Los temores los reconozco cuando están más paralizantes, aunque cuando los descubro puedo sentir que es una “reja” por la que decido saltar para simplemente “ver qué hay del otro lado”.
Las responsabilidades parecieran cada vez más pesadas y menos suprimibles a los ojos de los otros, pero ante los míos las cosas se alinean cada vez mejor.
Obligaciones por compromiso no son una opción en mi agenda. Obedezco a mi bienestar y me alejo de círculos sociales que no me vibran.
Cada vez tengo menos vergüenza de hacer papelones y de rechazar momentos.

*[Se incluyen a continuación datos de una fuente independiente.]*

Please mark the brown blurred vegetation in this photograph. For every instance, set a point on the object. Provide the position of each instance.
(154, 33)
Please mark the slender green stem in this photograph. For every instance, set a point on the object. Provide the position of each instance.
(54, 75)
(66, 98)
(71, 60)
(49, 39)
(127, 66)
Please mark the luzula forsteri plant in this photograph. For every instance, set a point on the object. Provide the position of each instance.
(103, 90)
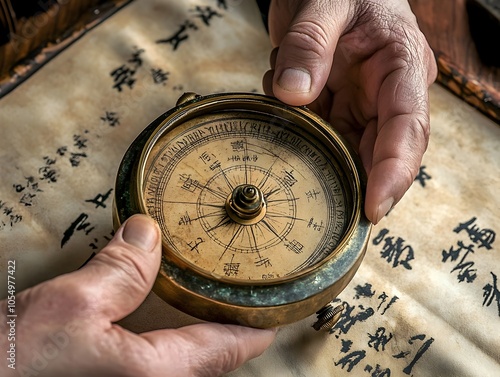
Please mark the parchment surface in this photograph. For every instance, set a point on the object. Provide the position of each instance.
(426, 300)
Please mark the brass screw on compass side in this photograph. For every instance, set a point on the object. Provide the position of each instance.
(328, 316)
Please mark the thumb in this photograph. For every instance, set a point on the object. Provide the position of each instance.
(306, 50)
(207, 349)
(121, 275)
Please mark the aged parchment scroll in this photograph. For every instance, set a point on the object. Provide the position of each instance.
(426, 300)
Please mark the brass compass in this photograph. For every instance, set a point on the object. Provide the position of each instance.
(260, 206)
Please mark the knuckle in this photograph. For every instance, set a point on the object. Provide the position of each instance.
(309, 36)
(125, 263)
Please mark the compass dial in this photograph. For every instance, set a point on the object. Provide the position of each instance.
(245, 197)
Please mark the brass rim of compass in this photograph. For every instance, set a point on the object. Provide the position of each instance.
(261, 303)
(301, 116)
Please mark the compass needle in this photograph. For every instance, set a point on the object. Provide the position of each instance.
(259, 205)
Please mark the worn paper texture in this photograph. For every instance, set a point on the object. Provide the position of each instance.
(426, 300)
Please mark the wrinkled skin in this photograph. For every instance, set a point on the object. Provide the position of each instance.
(65, 327)
(369, 70)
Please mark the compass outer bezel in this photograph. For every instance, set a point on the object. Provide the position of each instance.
(263, 305)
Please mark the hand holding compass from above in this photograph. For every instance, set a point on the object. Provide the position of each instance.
(365, 67)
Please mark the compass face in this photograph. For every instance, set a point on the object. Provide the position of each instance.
(242, 196)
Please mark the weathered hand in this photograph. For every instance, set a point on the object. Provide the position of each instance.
(65, 326)
(365, 67)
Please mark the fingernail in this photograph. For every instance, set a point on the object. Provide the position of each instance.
(383, 209)
(141, 232)
(295, 80)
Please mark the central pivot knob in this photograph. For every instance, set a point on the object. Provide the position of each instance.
(246, 204)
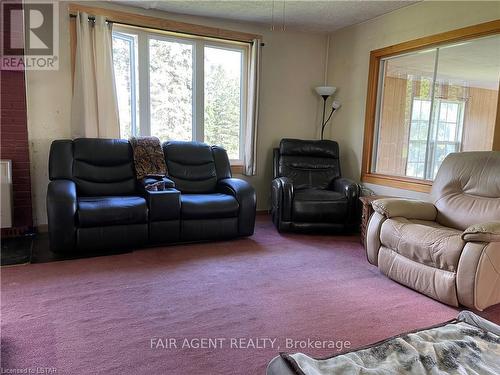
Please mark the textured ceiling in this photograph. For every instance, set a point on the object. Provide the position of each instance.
(308, 15)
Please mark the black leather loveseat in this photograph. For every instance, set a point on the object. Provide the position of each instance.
(94, 201)
(308, 192)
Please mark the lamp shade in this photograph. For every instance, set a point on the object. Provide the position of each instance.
(325, 90)
(336, 104)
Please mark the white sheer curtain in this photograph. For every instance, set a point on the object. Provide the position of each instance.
(250, 156)
(94, 111)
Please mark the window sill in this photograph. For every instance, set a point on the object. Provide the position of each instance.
(406, 183)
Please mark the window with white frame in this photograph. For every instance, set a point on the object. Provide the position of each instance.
(444, 135)
(181, 88)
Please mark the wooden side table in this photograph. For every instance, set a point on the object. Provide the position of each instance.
(366, 213)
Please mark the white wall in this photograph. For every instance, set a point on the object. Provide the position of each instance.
(349, 57)
(293, 64)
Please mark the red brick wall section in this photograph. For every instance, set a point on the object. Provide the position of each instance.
(14, 144)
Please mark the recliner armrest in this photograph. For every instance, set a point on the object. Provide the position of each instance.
(62, 205)
(410, 209)
(484, 232)
(143, 182)
(164, 204)
(247, 200)
(348, 187)
(282, 196)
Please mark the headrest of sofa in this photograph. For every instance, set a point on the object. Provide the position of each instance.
(100, 151)
(188, 153)
(466, 190)
(298, 147)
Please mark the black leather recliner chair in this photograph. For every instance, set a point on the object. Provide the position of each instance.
(308, 192)
(94, 201)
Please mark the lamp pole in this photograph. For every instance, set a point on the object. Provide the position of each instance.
(325, 97)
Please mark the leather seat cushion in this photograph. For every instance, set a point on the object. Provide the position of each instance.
(208, 206)
(100, 211)
(316, 205)
(425, 242)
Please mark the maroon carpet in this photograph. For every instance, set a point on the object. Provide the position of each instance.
(98, 315)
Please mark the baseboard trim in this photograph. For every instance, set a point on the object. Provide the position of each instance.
(42, 228)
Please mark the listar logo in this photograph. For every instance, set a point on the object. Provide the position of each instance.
(30, 35)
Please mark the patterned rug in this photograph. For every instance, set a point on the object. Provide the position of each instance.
(467, 345)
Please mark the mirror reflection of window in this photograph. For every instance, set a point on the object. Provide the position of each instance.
(434, 102)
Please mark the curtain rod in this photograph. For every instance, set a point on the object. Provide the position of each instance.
(92, 18)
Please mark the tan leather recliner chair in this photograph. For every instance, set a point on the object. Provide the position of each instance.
(448, 249)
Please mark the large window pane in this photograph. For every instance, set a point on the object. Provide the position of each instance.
(171, 89)
(467, 80)
(223, 69)
(404, 112)
(125, 68)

No necesito estar en todos lados.
Algunas ausencias me generan alivio, otros despidos, aunque necesarios, me producen dolor.
Las injusticias las veo y sigo sin justificarlas; son los vacíos en los que el mundo no se encarga de enfocar la atención, o simplemente soy yo que pierde energía en enfocar atención en un sitio innecesario.
Tengo la atención más dispersa.
Empiezo a reconocer que hay algunos caminos que no quiero transitar de la mano de mi mente, pero si del corazón.
Aprendí a soltar las riendas, a tener estrategias ante los enredos mentales en los que a veces caigo, “rotondas musicales” les llamo, son canciones que se repiten una y otra vez, a veces por horas, a veces por instantes.
Reconozco que con el tiempo voy cambiando la manera en la que pienso íntimamente cuando hablo con otro.
Ya no tomo las verdades ajenas como absolutas ni siquiera en el silencio de mi mente. Cada vez invierto más en mi crecimiento y bienestar, cuando antes me parecía bastante egoísta. Como si el egoísmo fuera una mala palabra siempre.
Cada vez invierto menos en ayudar a quien lo busca y no lo toma. Ese complejo de “salvador” me hace creer que soy útil por lo que hago, no por lo que soy.
Observo que son cada vez menos las personas que escuchan, pero son más las que quieren ser escuchadas.